Esta realidade, que ensombra o futuro dos jovens portugueses, contrasta vivamente com a situação vivida pela minha geração. Na minha juventude, o diploma funcionava como uma garantia de emprego e a generalidade dos jovens licenciados conseguia obter um emprego bem remunerado.

Sem qualquer conotação política pode dizer-se que há uma fronteira entre as duas gerações: o 25 de Abril de 1974. Há uma Geração 74, que nasceu antes dessa data, e uma Geração 75, que nasceu depois e que começou a entrar no mercado de trabalho nesta última década, após a conclusão da licenciatura.

Muitos analistas já escreveram sobre esta mudança geracional. Uma das análises mais polémicas foi o editorial “Geração Rasca”, de Vicente Jorge Silva, publicado em 1994 no Público, por altura das manifestações estudantis contra as políticas educativas, em especial contra o aumento das propinas pelas universidades.

No editorial, Vicente Jorge Silva olhava para os jovens com desconfiança. Para ele, um representante da geração revolucionária, a Geração 75 não tinha convicções, valores, princípios e sonhos para lutar. Em síntese, o seu editorial reflectia a visão de alguém, que tinha lutado por causas e feito uma revolução, que considerava que a nova geração era constituída por jovens irresponsáveis, indisciplinados e individualistas.
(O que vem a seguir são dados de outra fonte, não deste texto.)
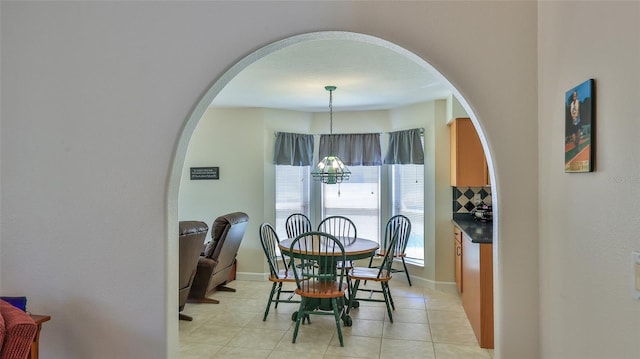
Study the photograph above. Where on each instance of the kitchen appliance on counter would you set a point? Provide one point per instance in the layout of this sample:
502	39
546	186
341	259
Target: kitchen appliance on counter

Passadas três décadas, o que mudou? Hoje, a Geração 74 está confortável, conquistou o seu lugar ao sol, tem segurança de emprego e está em vias de se reformar ou já se reformou aos 55 anos. Por outro lado, a Geração 75, que cresceu com a sida e a droga, não sabe como conquistar o seu lugar ao sol. O futuro está nublado com o espectro do desemprego e do trabalho precário. É uma geração que parece condenada ao estatuto de eternos adolescentes que têm de viver em casa dos pais.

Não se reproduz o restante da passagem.